Last week my onco doc prescribed new meds … two different pills to take each day. The pharmacy at Dana Farber could have filled the Rx that day, Wednesday, but NOPE, my health insurance requires the meds be filled by their ‘specialty’ pharmacy. The prescription was sent to them. I called the specialty pharmacy the next day, Thursday, to check, and they said, oh yes, we have the prescription — just have to ‘process’ it, hopefully by the end of the day. Okay, I’m thinking, they can overnight the meds so I can start Friday! NOPE. Friday morning still ‘processing’ the order. Well okay, if they overnight the pills for Saturday delivery I can start then. NOPE, by end of Friday, still ‘processing’. That of course brought me to Monday — I called the specialty pharmacy twice and my insurance company three times. Hours on the phone, mostly on hold. NOPE. “Still processing. It’s in the cost overrun department now.” My mind is spinning … scans showed my cancer is spreading and growing … and insurance is ‘processing’ my prescription? I’m picturing weeks of my life slipping off a timeline. It was not until Tuesday afternoon that I got the call saying the meds would be delivered the next day, one week after I could have picked them up at Dana Farber.

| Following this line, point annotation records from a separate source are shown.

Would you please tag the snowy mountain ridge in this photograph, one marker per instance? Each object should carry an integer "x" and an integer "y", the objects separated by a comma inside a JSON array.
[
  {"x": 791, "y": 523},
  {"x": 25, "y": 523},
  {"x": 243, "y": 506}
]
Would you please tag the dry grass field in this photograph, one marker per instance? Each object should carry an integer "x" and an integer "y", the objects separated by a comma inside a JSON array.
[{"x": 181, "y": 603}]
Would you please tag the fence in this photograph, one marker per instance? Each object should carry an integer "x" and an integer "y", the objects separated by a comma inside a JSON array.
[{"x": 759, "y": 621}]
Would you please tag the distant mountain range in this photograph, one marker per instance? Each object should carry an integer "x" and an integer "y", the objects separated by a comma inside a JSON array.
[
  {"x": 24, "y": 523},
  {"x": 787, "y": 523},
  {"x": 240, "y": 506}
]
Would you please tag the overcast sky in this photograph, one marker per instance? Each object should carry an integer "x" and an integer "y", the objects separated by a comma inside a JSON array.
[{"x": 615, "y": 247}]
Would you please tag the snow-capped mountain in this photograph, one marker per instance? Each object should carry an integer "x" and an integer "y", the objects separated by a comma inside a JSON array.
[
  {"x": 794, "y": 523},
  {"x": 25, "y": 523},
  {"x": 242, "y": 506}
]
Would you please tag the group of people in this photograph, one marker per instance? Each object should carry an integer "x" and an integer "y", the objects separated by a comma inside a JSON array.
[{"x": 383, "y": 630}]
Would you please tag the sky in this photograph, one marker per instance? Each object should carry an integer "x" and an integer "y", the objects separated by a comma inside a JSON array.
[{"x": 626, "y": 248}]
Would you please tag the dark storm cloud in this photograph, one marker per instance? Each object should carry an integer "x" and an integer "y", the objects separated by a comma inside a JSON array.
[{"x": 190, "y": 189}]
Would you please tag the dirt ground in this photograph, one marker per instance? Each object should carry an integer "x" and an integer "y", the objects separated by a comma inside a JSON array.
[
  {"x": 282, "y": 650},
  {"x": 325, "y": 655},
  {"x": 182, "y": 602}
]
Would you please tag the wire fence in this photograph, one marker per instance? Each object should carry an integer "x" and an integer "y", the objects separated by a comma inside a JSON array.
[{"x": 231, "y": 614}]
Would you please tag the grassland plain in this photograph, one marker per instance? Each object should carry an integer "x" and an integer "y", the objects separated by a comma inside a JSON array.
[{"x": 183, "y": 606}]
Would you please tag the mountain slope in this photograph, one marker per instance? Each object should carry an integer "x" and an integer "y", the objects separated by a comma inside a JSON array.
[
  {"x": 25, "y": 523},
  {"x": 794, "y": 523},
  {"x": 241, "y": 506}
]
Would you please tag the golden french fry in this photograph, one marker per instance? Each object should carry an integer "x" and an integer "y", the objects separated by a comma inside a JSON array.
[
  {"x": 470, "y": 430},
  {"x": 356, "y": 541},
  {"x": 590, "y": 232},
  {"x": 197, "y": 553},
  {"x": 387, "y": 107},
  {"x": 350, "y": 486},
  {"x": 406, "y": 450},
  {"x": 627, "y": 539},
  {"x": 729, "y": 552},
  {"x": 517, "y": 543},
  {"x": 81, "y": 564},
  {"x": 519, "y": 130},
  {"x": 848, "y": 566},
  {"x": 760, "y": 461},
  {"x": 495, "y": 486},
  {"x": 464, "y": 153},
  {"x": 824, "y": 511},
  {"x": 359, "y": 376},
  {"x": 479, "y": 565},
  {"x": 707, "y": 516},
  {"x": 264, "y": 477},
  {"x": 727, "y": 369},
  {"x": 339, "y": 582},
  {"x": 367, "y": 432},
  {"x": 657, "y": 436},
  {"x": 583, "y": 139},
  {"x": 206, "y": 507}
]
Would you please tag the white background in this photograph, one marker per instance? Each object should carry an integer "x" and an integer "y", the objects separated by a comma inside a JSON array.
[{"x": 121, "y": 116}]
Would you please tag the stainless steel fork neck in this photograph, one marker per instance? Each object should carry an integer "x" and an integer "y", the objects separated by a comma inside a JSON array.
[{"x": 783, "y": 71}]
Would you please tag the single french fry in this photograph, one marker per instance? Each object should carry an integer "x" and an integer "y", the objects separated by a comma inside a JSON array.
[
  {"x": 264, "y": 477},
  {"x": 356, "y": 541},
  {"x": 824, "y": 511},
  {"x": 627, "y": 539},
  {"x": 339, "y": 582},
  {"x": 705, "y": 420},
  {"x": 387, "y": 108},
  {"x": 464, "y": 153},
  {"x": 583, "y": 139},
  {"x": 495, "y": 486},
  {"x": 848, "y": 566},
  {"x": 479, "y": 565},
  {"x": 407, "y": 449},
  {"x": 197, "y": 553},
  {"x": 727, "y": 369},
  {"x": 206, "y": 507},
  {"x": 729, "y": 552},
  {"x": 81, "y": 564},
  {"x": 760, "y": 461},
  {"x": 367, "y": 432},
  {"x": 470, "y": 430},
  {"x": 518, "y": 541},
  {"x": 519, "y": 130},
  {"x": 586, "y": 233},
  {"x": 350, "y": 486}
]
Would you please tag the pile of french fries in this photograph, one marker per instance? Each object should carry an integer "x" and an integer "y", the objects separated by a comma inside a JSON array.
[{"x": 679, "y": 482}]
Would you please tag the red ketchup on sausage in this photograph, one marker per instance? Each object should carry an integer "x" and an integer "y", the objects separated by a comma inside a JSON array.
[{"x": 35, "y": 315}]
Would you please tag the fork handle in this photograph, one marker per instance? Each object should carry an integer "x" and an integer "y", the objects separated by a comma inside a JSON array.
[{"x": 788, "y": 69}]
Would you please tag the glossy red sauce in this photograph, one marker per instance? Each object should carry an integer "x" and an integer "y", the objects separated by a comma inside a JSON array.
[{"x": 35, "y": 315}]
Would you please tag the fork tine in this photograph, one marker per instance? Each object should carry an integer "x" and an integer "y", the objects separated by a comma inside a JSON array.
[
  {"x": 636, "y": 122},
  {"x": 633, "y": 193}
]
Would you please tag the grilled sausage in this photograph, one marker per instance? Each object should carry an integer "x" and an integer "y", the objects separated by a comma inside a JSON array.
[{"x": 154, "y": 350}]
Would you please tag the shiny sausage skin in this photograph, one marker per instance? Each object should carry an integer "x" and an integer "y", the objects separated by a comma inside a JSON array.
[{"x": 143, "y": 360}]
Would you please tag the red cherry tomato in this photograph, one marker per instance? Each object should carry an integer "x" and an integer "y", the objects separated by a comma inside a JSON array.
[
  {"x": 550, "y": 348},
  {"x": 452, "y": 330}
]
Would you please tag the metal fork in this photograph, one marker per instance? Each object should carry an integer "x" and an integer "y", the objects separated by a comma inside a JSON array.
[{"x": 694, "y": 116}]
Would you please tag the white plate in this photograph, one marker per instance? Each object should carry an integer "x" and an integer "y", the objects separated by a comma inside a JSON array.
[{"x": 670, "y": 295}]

Why all of this? One medicine is insanely expensive, $12,000 per month. Yep, my onco doc said it costs $144k per year. How do drug prices like this even exist? And the ridiculous price tag makes me pause. Do I deserve this drug? Is my life worth prolonging? Real questions. Then I remember the drug is intended for women like me, my age roughly, my life expectancy. If I’m not worthy then who is? (phew)
But why the delay in getting the medicine? I imagine someone at the insurance company running numbers and finding that if each woman needing this medicine is delayed by one week, they would save X number of dollars per year. Go ahead, call me a skeptic! My anxious week of waiting was frustrating and demoralizing. So I came up with a plan. If insurers actually are delaying/preventing access to needed medicine, I would have no qualms about changing my living will (advance directive) to state that I want all means used to prolong my life when I am near the end. I have thought that spending tens of thousands of dollars to keep an almost dead person alive is a waste, but if insurers are not playing a clean game, then insured people could ‘encourage’ better behavior.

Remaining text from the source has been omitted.